Mr McLaren replied: “Not at all. The incident with Jamal had nothing to do with race.”
In his witness statement, Mr McLaren claimed Jamal was “a strange boy”.
He wrote: “Pupils and staff alike were fully aware that Jamal had a real problem with girls and even with female staff and that he was abusive towards them. You would hear from time to time that Jamal was bullying young girls and stuff.”
On the day of the incident in October 2018, Mr McLaren told the court there had been a confrontation between him and Jamal, adding: “He told me to ‘f*** off, you white bastard’.”
Mr McLaren also said he was told by another student that Jamal had threatened to stab him, which is denied.
On Wednesday, Jamal’s barrister Catrin Evans QC described Robinson’s defence as “a cobbled-together mix of generalised smears of Jamal’s character”, saying “there is simply no merit to the defendant’s defence of truth”.
In cross-examination on Thursday afternoon, Ms Evans said Mr McLaren was “regularly in trouble” for serious bullying including intimidation and physical assaults.
Mr McLaren replied: “I’m not trying to claim I’m an angel, I had incidents in school.
“I do agree that I’m quite hot-headed, but I’ve changed.”
The court heard he was permanently excluded and accepted a police caution for assaulting Jamal after the videoed incident.
Ms Evans suggested Mr McLaren was part of a gang of students who often targeted Jamal.
She said: “Jamal was one of your regular victims of bullying and you were the ringleader of the group that bullied him.”
Mr McLaren replied: “I think if anyone was the bully, it was Jamal.”
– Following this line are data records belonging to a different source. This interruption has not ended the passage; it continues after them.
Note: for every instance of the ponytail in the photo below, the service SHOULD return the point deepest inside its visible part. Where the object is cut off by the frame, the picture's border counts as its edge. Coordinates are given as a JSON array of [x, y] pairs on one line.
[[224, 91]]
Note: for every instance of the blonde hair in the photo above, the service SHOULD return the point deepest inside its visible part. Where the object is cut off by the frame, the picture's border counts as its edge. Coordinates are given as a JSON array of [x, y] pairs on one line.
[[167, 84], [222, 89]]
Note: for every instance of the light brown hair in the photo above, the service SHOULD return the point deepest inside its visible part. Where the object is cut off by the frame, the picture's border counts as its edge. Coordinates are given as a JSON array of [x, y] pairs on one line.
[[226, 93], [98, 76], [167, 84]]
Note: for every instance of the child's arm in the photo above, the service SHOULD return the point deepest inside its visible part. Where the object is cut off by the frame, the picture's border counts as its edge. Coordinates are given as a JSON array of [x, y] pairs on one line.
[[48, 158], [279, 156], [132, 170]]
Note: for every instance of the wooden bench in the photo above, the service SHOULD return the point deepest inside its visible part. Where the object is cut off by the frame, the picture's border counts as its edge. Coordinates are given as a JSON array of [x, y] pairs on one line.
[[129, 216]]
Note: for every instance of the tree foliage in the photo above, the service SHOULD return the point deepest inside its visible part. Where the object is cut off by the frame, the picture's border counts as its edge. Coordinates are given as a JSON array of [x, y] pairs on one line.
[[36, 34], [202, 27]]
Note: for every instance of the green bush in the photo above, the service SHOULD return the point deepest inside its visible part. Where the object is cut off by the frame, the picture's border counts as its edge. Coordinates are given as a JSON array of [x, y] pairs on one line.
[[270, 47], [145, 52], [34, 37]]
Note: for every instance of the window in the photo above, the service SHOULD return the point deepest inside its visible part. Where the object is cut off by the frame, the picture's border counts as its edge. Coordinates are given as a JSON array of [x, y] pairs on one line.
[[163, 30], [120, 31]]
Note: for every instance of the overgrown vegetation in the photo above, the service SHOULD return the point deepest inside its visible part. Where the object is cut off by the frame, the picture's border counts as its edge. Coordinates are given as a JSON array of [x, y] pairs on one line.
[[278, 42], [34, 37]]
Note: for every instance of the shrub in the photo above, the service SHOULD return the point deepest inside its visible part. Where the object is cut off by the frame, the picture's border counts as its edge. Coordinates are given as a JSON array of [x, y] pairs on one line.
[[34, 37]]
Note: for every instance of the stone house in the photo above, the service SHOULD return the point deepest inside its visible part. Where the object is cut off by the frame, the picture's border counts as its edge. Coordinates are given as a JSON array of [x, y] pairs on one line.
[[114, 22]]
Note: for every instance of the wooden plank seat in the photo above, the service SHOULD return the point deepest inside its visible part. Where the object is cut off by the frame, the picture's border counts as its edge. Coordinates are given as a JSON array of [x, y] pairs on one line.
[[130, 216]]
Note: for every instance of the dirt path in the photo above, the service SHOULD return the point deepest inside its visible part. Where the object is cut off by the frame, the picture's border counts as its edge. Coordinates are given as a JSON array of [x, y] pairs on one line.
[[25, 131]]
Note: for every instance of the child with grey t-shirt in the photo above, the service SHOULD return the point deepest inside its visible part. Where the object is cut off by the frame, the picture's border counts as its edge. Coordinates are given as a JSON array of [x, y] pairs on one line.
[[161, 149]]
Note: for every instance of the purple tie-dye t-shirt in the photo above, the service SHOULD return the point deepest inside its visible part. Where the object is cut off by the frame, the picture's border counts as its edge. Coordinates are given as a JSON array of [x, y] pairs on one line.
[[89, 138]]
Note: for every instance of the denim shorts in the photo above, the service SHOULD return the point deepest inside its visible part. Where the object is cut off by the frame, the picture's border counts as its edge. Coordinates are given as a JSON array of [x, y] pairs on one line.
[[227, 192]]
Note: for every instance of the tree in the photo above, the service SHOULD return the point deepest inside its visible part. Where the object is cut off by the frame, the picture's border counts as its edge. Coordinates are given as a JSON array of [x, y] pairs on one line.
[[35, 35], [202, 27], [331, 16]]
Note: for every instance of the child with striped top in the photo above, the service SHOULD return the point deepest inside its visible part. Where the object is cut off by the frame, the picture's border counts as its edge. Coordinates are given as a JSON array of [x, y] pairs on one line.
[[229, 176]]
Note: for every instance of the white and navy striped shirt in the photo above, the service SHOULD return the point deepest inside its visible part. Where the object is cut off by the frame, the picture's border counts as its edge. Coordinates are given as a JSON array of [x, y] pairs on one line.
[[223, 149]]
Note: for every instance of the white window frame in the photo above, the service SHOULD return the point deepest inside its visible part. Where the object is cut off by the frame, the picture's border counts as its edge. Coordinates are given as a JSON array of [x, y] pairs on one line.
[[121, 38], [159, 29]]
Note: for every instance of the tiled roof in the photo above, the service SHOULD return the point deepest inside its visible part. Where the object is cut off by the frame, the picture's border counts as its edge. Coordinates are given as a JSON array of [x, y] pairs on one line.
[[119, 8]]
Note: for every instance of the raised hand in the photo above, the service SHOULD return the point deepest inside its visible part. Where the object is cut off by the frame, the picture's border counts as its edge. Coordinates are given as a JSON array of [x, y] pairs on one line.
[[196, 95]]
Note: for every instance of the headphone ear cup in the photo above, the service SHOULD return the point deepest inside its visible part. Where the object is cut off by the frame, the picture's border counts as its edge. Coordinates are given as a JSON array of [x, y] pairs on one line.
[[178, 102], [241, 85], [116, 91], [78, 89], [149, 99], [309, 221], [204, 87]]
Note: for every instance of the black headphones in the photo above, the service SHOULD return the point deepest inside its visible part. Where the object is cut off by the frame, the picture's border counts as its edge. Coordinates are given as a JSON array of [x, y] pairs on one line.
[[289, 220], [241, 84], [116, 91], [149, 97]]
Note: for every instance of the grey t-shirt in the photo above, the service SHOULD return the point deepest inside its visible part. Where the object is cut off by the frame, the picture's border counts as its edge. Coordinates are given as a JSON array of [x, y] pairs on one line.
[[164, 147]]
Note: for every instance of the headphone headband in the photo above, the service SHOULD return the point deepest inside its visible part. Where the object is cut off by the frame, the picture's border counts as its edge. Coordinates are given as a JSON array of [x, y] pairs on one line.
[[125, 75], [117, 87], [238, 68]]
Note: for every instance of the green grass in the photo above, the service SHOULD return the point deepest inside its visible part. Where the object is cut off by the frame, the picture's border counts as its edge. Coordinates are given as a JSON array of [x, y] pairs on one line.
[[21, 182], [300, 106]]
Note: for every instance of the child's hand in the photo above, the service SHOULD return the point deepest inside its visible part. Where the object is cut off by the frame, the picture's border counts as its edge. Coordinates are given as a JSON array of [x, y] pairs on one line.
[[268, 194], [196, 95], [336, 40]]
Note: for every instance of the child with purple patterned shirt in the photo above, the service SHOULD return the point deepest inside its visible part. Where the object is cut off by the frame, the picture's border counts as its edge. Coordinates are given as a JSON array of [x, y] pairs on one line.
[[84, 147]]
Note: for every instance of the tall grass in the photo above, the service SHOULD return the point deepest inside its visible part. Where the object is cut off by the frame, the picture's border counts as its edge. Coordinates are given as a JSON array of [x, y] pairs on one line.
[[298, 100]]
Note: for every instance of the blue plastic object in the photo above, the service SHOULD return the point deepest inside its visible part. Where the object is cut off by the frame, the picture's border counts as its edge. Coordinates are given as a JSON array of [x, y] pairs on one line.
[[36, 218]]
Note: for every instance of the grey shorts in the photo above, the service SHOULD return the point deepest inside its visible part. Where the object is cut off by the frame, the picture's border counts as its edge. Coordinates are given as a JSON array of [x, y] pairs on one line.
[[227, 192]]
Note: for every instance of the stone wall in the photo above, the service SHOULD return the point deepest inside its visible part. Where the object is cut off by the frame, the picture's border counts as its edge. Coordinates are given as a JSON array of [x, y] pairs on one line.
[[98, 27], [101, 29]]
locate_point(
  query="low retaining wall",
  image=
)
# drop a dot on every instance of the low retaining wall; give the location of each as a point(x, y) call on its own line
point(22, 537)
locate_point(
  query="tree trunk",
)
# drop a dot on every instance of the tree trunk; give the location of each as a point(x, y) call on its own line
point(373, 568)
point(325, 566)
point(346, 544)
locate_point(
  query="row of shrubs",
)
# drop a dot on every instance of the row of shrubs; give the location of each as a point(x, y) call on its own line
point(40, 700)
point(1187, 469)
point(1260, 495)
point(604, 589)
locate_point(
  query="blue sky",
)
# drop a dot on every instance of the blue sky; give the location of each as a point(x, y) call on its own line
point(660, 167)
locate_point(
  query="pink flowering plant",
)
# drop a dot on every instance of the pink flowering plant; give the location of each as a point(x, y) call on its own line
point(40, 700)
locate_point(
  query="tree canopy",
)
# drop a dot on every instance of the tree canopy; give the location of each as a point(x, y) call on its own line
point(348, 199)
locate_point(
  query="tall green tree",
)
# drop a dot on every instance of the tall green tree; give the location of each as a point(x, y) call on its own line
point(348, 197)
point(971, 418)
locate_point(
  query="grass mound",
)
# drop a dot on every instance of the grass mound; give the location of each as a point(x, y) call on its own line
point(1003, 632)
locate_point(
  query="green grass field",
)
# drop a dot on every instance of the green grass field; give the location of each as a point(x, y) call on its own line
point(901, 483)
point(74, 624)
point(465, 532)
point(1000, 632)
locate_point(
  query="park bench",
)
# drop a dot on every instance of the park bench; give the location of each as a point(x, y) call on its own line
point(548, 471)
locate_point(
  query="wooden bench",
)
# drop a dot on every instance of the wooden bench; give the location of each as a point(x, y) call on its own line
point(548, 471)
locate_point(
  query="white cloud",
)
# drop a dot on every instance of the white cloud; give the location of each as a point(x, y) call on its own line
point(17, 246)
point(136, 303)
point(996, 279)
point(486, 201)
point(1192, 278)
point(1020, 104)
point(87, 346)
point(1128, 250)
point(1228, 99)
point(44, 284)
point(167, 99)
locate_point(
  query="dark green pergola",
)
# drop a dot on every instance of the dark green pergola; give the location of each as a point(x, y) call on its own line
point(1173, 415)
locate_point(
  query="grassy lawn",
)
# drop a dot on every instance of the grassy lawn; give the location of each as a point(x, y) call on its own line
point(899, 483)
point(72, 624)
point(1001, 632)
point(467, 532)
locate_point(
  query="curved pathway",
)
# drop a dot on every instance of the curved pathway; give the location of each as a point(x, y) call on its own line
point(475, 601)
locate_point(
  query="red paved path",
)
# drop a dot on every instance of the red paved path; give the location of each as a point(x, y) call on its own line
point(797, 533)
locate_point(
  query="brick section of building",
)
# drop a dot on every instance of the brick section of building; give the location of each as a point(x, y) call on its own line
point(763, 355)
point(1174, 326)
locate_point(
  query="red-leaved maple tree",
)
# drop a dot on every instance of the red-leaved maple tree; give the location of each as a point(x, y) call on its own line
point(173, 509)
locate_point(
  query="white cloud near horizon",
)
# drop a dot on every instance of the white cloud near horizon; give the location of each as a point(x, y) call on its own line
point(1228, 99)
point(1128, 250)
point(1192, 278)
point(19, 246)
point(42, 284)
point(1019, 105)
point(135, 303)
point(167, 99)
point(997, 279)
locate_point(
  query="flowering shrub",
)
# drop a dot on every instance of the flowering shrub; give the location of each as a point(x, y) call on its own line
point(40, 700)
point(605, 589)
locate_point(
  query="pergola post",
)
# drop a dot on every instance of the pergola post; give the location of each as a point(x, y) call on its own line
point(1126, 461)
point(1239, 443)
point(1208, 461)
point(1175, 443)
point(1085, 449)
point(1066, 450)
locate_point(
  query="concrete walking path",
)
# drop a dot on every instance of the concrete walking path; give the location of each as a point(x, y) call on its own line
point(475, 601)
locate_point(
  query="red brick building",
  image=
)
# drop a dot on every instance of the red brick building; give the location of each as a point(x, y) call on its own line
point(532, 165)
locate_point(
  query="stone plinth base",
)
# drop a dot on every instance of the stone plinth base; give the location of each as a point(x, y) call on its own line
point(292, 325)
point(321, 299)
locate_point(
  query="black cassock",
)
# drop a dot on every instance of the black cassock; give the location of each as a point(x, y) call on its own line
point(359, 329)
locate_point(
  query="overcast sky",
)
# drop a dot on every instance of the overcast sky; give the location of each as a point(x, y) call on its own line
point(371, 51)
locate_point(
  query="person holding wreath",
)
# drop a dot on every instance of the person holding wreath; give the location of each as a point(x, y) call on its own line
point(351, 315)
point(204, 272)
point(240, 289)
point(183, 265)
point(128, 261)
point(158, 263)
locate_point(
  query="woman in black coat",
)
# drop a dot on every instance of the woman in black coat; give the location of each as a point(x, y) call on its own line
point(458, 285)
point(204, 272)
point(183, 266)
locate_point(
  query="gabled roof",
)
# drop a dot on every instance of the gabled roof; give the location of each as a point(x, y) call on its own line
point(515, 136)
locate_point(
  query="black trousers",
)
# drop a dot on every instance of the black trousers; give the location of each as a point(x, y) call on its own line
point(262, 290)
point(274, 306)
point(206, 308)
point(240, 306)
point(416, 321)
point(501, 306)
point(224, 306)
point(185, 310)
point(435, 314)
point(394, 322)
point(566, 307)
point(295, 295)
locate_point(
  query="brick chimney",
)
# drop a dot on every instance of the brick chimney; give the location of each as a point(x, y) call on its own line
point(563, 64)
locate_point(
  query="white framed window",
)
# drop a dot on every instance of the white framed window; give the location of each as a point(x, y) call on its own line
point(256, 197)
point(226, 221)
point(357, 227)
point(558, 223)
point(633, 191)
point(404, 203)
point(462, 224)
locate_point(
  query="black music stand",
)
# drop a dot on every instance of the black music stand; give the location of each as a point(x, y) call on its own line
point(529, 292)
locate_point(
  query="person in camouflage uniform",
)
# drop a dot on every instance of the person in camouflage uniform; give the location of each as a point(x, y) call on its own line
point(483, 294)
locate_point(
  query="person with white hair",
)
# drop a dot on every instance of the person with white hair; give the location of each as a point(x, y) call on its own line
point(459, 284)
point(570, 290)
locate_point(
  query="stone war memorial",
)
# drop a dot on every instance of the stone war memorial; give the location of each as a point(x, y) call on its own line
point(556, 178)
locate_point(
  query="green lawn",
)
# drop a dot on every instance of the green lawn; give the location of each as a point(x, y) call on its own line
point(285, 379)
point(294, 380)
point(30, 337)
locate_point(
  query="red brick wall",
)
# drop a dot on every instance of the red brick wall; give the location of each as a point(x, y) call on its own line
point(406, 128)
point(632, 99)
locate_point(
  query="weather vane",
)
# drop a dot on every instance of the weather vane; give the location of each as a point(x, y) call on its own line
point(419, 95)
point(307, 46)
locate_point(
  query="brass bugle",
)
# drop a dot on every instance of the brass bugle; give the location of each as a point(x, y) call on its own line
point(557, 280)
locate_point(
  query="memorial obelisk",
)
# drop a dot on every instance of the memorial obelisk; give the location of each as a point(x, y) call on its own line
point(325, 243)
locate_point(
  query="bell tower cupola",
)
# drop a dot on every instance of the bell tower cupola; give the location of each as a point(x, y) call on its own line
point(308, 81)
Ms Evans later referenced a referral form to the Government’s Prevent scheme, telling Mr McLaren: “The reason I have referred to this form is because it was you that was referred to Prevent in November 2018.”
The barrister told the court he was referred by the school after concerns Mr McLaren was vulnerable to radicalisation and had referenced to the EDL to staff.
However, in re-examination, Robinson said: “The Prevent thing is because you have an opinion about a religion.”
He also claimed that Jamal also had multiple negative behaviours on his school record, including for lying.
The trial before Mr Justice Nicklin is due to conclude on Monday and it is expected that he will give his ruling at a later date.